Greetings,
I've been thinking about a POSIX-like API that would allow
read/write/send/recv to be zero-copy instead of being buffered. As
such, storage devices and network sockets can have data transferred to
and from them directly to a user-space application's buffers.
My focus was initially on network stacks and I drew inspiration from
DPDK. I'm also aware of some work underway on extending io_uring to
support zero copy.
A draft API would work as follows:
* The application fills-out a series of iovec's with buffers in its own
memory that can store data from protocols such as TCP or UDP. These
iovec's will serve as hints that will tell the network stack that it
can definitely map a part of a frame's contents into the described
buffers. For example, an iovec may contain { .iov_base = 0x4000,
.iov_len = 0xa000 }. In this case, the data payload may end-up anywhere
between 0x4000 and 0xe000 and after the syscall, its fields will be
overwritten to something like { .iov_base = 0x4036, .iov_len = 1460 }
* In order to receive packets, the application calls readv or a
readv-like syscall and its array of iovec will be modified to point to
data payloads. Given that their pages will be mapped directly to
user-space, some header fields or tail-room may have to be zero-ed out
before being mapped, in order to prevent information leaks. Anny array
of iovec's passed to one such readv syscall should be checked for
sanity such as being able to hold data payloads in corner cases, not
overlap with each-other and hold values that would prove to map pages
to.
* The return value would be the number of data payloads that have been
populated. Only the first such elements in the provided array would
end-up containing data payloads.
* The syscall's prototype would be quite identical to that of readv,
except that iov would not be a const struct iovec *, but just a struct
iovec * and the return type would be modified. Like so:
int zc_readv(int fd, struct iovec *iov, int iovcnt);
* In the case of write's a struct iovec may not suffice as the provided
buffers should not only provide the location and size of data to be
sent, but also the guarantee that the buffers have sufficient head and
tail room.

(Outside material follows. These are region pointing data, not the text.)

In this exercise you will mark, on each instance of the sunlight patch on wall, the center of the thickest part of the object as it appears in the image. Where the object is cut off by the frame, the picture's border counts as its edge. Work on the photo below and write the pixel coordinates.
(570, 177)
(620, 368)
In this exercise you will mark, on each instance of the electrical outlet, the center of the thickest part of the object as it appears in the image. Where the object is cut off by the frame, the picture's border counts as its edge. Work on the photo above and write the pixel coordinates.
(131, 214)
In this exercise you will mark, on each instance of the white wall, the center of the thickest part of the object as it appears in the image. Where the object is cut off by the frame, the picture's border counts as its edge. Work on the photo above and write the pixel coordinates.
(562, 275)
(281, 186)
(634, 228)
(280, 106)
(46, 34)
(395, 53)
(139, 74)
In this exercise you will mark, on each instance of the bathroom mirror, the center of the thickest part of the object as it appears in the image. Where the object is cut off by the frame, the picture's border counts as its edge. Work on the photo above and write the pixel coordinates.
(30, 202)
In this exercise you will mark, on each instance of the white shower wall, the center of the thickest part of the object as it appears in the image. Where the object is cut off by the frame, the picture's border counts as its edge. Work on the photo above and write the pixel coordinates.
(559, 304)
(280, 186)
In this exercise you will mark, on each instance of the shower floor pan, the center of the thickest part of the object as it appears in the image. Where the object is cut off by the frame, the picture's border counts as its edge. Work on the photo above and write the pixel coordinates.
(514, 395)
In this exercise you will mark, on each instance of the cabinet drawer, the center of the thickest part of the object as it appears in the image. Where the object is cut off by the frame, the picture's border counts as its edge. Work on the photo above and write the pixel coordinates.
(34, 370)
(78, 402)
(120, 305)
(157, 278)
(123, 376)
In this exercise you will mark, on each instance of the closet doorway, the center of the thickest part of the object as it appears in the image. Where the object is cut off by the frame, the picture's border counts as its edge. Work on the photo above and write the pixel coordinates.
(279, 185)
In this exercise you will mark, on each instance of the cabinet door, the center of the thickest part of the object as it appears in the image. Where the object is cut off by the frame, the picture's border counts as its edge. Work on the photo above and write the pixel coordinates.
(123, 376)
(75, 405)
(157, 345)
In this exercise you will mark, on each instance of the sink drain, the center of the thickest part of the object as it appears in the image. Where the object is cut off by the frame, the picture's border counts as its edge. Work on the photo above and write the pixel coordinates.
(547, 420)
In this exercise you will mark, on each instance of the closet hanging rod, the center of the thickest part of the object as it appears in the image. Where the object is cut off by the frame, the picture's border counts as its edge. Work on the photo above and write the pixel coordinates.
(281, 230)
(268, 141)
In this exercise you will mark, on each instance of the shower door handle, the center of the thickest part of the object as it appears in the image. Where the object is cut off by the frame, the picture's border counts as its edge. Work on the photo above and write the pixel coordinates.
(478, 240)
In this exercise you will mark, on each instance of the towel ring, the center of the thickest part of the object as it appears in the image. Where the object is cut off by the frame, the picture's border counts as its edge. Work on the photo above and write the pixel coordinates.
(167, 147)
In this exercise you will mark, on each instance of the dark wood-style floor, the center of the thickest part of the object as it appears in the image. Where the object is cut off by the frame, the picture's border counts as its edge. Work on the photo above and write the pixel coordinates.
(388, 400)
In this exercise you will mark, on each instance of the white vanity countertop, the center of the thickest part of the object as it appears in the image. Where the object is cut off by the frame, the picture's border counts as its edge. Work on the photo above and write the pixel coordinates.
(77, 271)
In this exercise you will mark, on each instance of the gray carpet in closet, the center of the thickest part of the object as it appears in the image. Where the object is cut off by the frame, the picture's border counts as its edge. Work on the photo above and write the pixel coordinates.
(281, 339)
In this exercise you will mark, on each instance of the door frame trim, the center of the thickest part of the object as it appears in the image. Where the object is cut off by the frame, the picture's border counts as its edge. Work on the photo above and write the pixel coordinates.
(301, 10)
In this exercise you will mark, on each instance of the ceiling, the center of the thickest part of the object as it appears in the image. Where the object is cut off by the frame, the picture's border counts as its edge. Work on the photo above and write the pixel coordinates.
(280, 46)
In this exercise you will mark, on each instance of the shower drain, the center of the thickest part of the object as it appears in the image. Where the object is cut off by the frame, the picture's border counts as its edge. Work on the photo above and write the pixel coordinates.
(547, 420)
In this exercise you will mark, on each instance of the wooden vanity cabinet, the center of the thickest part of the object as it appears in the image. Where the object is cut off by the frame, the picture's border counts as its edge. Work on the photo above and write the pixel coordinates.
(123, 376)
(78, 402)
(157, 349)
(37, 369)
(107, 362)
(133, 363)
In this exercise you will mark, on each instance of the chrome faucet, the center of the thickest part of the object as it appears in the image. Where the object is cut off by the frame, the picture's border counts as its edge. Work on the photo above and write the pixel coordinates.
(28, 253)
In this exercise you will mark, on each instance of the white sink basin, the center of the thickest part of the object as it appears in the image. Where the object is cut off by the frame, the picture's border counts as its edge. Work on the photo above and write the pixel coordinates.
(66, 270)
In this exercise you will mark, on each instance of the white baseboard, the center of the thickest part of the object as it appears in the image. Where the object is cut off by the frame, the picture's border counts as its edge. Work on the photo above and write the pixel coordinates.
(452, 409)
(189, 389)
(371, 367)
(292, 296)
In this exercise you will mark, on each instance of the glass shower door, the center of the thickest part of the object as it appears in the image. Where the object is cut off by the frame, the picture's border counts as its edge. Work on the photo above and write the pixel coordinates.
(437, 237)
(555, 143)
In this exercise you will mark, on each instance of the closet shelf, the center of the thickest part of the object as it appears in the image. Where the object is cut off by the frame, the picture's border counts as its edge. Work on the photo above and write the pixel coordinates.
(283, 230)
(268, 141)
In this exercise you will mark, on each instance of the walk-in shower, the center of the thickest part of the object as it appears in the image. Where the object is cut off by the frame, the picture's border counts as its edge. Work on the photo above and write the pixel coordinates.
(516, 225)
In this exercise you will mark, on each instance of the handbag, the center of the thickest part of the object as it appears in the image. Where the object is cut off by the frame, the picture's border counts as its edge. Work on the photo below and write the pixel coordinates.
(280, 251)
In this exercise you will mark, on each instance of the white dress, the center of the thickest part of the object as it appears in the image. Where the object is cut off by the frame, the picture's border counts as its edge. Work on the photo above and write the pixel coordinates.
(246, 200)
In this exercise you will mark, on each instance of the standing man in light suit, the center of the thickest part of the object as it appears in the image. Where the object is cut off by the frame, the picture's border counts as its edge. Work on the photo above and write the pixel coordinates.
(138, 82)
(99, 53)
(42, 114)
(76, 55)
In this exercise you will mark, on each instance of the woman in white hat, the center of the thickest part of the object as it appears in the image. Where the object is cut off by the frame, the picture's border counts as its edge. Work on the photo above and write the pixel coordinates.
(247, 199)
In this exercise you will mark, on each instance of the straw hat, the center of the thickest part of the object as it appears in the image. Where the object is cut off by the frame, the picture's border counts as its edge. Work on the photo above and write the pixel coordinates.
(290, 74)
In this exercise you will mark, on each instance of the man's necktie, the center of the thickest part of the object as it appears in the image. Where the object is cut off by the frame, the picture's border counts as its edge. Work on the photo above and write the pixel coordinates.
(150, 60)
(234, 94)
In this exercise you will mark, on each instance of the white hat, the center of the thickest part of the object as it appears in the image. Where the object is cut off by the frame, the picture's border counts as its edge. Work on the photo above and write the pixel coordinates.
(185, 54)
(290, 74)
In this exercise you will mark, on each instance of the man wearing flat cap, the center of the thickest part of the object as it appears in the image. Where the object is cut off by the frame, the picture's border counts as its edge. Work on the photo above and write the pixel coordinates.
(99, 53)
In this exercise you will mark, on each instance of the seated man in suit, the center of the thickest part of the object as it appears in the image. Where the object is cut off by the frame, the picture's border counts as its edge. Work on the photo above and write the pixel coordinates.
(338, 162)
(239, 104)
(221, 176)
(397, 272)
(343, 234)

A hackish syscall would look like so:
int zc_writev(int fd, const struct iovec (*iov)[2], int iovcnt);
* While the first iovec should describe the entire memory area
available to a packet, including enough head and tail room for headers
and CRC's or other fields specific to the NIC, the second should
describe a sub-buffer that holds the data to be written.
* Again, sanity checks should be performed on the entire array, for
things like having enough room for other fields, not overlapping,
proper alignment, ability to DMA to a device, etc.
* After calling zc_writev the pages associated with the provided
iovec's are immediately swapped for zero-pages to avoid data-leaks.
* For writes, arbitrary physical pages may not work for every NIC as
some are bound by 32bit addressing constrains on the PCIe bus, etc. As
such the application would have to manage a memory pool associated with
each file-descriptor(possibly NIC) that would contain memory that is
physically mapped to areas that can be DMA'ed to the proper devices.
For example one may mmap the file-descriptor to obtain a pool of a
certain size for this purpose.
This concept can be extended to storage devices, unfortunately I am
unfamiliar with NVMe and SCSI so I can only guess that they work in a
similar manner to NIC rings, in that data can be written and read to
arbitrary physical RAM(as allowed by the IOMMU). Syscalls similar to
zc_read and zc_write can be used on file descriptors pointing to
storage devices to fetch or write sectors that contain data belonging
to files. Some data should be zeroed-out in this case as well, as
sectors more often that not will contain data that does not belong to
the intended files.
For example one can mix such syscalls to read directly from storage
into NIC buffers, providing in-place encryption on the way(via TLS) and
send them to a client in a similar way that Netflix does with in-kernel
TLS and sendfile.
All the best,
Mihai